Repouso é o ostracismo da maternidade
Gestar uma criança é uma coisa maravilhosa. Fazer um cérebro, pés, mãos, aparelho reprodutor… é realmente mágico. Sentir o bebê mexer e lembrar, "puts, tem uma pessoa dentro da minha pessoa", é algo biologicamente contundente. No meu caso é tudo em dobro, porque são duas bebês.
A gentileza das pessoas para com as mulheres grávidas é sedutora e com certeza mostra o melhor lado dos seres humanos. No metrô, no mercado, no Poupa Tempo ou no aeroporto, sorrisos se abrem, cadeiras aparecem, copos d'água surgem do nada. Até a fila do banheiro, este lugar inóspito, é gentil com as gestantes.
Tudo parece mágico e doce. Até o médico proferir a frase nefasta: "você precisa fazer repouso". O repouso está para as grávidas assim como a kriptonita está para o Super-Homem. De longe, parece uma hipnotizante e linda joia. De perto, é um ímã da energia vital. Pois bem, assim é o repouso. Todo mundo acha que você é uma pessoa a ser invejada, que vai assistir todos os seriados trashes da Netflix e ficar livre das amarras da vida real. Mas na verdade, você é uma prisioneira da horizontal e a kriptonita de si mesma. Sim, porque se você quiser burlar o repouso, você burla e depois arde no inferno do peso na consciência.
O que há nos dias (meses!!) de repouso é muito trabalho com o laptop no colo, muito choro com qualquer videozinho emotivo, muita pesquisa com a palavra "prematuro" no Google e claro, um esquecimento total por parte da sociedade lá fora. Na verdade, não é total, porque as pessoas seguem mandando WhatsApp: "vc tá bem? Quantas semanas? Vou passar aí". Mentira, nunca passam. Mas as mensagem sempre chegam.
O repouso é o ostracismo da maternidade. Você existe, mas só um mini núcleo duro que assinou mentalmente a papelada "na saúde e na doença" parece se dar conta disso.
Os dias passam devagar e se você não é o tipo de animal em extinção contratada com carteira assinada, o dinheiro rareia numa curva inversamente proporcional às compras online. Sim, porque ninguém é de ferro e, infelizmente, dá pra fazer shopping terapia deitada na cama. E é muito louco como grávida a gente tem a certeza que precisa de algumas coisas de utilidade seriamente duvidosas.

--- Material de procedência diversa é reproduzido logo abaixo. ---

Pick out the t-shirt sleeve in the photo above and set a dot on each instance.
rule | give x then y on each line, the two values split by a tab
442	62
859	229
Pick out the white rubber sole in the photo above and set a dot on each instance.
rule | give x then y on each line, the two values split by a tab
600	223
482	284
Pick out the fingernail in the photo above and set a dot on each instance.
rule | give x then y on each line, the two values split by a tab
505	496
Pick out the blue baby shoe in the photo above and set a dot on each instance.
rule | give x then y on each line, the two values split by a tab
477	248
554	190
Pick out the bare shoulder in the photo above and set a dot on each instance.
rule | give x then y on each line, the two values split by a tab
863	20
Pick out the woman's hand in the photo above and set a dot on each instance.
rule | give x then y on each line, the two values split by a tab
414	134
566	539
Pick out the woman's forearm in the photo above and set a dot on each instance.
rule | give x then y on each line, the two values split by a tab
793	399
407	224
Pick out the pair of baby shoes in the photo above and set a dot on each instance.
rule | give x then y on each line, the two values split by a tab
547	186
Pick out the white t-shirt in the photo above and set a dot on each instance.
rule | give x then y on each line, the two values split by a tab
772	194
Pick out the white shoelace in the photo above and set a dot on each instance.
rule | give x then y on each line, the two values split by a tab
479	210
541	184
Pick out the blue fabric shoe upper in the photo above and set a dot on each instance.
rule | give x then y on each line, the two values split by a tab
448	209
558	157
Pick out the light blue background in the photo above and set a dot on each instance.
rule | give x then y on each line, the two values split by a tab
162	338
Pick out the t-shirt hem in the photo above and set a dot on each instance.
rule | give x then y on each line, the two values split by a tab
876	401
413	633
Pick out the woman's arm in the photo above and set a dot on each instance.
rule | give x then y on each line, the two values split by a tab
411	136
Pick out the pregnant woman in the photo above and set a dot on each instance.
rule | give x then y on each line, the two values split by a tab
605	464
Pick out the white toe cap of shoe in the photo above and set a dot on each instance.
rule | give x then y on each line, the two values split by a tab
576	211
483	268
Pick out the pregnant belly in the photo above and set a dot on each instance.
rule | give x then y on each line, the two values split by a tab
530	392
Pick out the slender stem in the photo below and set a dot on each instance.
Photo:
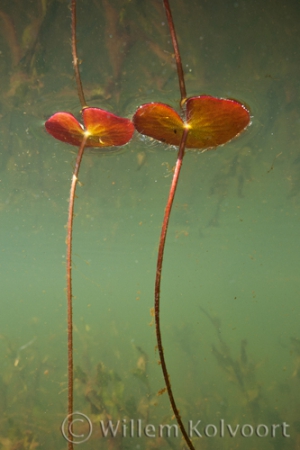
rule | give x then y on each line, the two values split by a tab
75	58
69	288
177	53
160	256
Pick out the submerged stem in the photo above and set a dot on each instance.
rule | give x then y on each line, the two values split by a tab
177	53
160	256
69	288
75	58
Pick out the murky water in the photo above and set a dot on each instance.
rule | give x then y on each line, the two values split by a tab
230	288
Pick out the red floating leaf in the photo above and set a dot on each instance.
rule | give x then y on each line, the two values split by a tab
212	121
103	128
159	121
106	129
65	127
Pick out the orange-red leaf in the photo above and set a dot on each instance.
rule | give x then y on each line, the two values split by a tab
104	128
211	121
160	122
214	121
65	127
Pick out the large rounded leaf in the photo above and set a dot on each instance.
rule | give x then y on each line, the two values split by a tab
160	122
214	121
211	121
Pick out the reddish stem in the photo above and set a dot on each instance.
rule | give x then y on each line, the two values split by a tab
177	53
75	58
69	288
160	256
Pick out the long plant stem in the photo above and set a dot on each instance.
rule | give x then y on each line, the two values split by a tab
75	58
177	53
165	227
69	288
160	256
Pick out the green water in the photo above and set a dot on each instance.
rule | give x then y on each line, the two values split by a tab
230	286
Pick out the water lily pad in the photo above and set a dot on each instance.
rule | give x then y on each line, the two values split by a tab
103	128
211	121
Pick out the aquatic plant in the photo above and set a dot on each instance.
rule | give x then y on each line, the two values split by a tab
204	122
101	129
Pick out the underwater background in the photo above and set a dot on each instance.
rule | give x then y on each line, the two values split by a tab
230	288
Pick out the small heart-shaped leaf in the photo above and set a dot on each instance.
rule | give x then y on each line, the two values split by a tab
65	127
106	129
103	128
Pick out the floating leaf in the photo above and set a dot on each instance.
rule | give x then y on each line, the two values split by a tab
103	128
211	121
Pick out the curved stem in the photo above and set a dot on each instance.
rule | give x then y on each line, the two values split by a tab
75	58
177	53
69	287
160	256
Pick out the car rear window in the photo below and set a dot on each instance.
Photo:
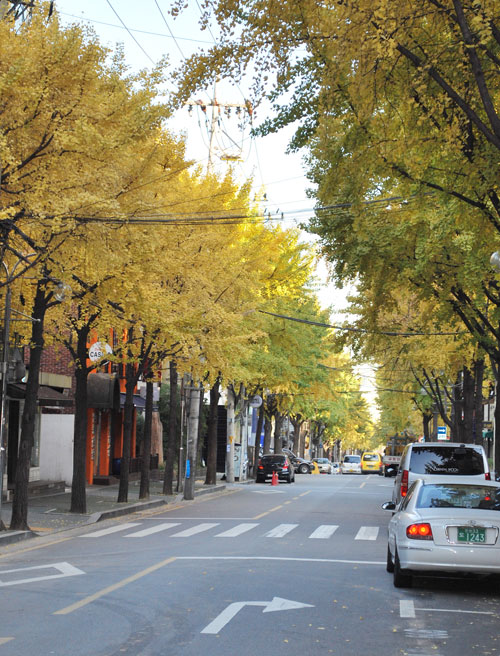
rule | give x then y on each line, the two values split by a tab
451	461
482	497
274	459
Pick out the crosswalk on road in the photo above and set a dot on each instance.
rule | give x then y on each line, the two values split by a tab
322	532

Fora os comentários motivadores dos filhos mais velhos. Coisas fofas como: "seu umbigo está horroroso" e "você não tira mais o pijama?". Meu umbigo está deformado porque um dia fui uma linda jovem com um piercing brilhante nele e não, isso não é pijama, chama roupa de grávida mesmo. Aliás, os filhos são uma questão interessante no repouso: faz o quê com eles, gente? Nem a explicação mais pedagógica dá conta de que ele entendam as limitações da mãe.
Outra questão do repouso são as redes sociais. Largada entre a cama o sofá e o wifi é impossível não se viciar no Instagram, aquele lugar onde todo mundo parece feliz, pleno, calmo e está sempre em lugares maravilhosos. Aquele mundo onde as crianças (alheias) são sempre fofas, educadas e amorosas, ali onde os looks são arrasadores e os drinks e baladas fazem salivar. Uma injeção de depressão efetiva para quem está "de pijama", com a respiração difícil e sem sair de casa há semanas.
Eu sei que quando as bebês nascerem vai até bater uma saudade de não ter ninguém por perto – porque bebê todo mundo quer ver, quer pegar, visitar e dar pitaco sobre como amamentar, colocar pra dormir ou arrotar. Sei que vai passar e que em breve, serei uma mãe de quatro filhos louca por alguns momentos de silêncio e paz. Mas o repouso, gente… o repouso… não desejo esta clausura chocadeira nem aos meus mais profundos inimigos.